All Stories, General Fiction

Breakfast At The Hospital for the Criminally Insane by Harrison Kim 

Quan falls into the patient breakfast line at the hospital for the criminally insane, he peers at the kitchen staff through pushed in black glasses, grips his tray in both hands, nose sniffing right over its plastic surface, checking to perceive odors and blemishes.   He mentally calculates the time distance between himself and the food.  “Maybe ninety-eight and a half seconds.”

Happy George serves today.  A squat stout fellow, face and gut fallen in front.  Blue gloves over his hands, a hairnet across his eyebrows.  In the large pink hospital kitchen, the hustle and bustle of security. Doors unlocking, locking, the beep of fobs fobbing.  In come a few more dishevelled patients, droop faced Larry Butler lurches to one side, bangs into the wall.  He mutters and sits in a special chair at the back, he looks up.  Quan follows Butler’s gaze … perceives the water pipes and the drain pipes on the ceiling, some emit a gushing sound, “bring on the sustenance” Quan thinks.  He imagines all this in Vietnamese, but his talk now very Canadian.

“That’s some good language I’ve learned here.” he says out loud to Bobby Ramsay, the very thin, always smiling hockey haired fellow beside him.   Quan has a secret to share, but he’ll wait til Bobby is seated.

Quan checks out the newspaper.  “Legislature passes new stalking law,” it says.  The Minister of Justice is apparently very much behind this new law, after his daughter, a pharmacist, was stalked for months by an individual “suffering from a mental illness,” the paper says.
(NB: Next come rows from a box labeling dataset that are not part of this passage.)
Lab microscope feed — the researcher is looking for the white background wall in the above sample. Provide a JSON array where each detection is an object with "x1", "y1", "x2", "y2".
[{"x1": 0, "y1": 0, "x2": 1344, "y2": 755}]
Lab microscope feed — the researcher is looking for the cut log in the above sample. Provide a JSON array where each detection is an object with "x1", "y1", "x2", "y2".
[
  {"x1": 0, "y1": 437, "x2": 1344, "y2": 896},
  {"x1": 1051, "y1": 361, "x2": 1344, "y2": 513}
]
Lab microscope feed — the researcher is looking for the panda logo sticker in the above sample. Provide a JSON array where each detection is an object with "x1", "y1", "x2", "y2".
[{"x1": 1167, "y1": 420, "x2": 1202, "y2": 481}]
“There’s a lot of suffering in this world,” thinks Quan.  He ponders these thoughts, muses on one message, his life’s mission.  “We all need to live without pain.”

And for the past few months,  he’s been feeling relief of that within himself.  And he thinks of what he’ll tell Bobby, in a few moments.
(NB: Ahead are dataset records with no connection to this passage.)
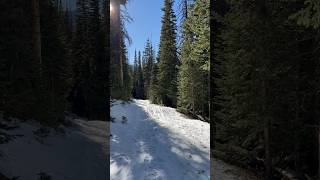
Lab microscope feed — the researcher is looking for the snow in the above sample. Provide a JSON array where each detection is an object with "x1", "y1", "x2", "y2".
[
  {"x1": 110, "y1": 100, "x2": 210, "y2": 180},
  {"x1": 0, "y1": 119, "x2": 108, "y2": 180}
]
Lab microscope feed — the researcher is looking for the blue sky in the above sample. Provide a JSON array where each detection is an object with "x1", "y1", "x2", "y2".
[{"x1": 126, "y1": 0, "x2": 178, "y2": 64}]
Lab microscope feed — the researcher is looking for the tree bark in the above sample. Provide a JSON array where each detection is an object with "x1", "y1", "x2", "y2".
[{"x1": 31, "y1": 0, "x2": 42, "y2": 77}]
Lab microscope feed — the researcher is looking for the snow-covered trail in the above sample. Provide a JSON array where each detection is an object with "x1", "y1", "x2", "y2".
[
  {"x1": 0, "y1": 119, "x2": 108, "y2": 180},
  {"x1": 110, "y1": 100, "x2": 210, "y2": 180}
]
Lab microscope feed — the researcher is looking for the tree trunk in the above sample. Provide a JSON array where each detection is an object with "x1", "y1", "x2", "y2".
[{"x1": 31, "y1": 0, "x2": 42, "y2": 77}]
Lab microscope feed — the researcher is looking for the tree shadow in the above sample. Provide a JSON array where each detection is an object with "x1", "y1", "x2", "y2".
[{"x1": 111, "y1": 103, "x2": 210, "y2": 180}]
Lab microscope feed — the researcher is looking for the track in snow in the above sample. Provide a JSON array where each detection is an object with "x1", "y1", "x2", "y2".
[{"x1": 110, "y1": 100, "x2": 210, "y2": 180}]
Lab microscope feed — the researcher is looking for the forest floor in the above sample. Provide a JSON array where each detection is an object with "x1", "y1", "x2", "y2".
[
  {"x1": 110, "y1": 100, "x2": 253, "y2": 180},
  {"x1": 0, "y1": 116, "x2": 109, "y2": 180}
]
Mary the under cook twists steel taps, fills the giant saucepans.  Boiled eggs are coming right up.  “Served with tender, loving care,”  grins Happy George.

There’s a clash of chairs, unpacked one by one from a series of piles.  Steam billows over a vat of bubbling oatmeal.  “I’m ecstatic!” George yells at Quan, stirring the mass heavily with a humungous steel pole.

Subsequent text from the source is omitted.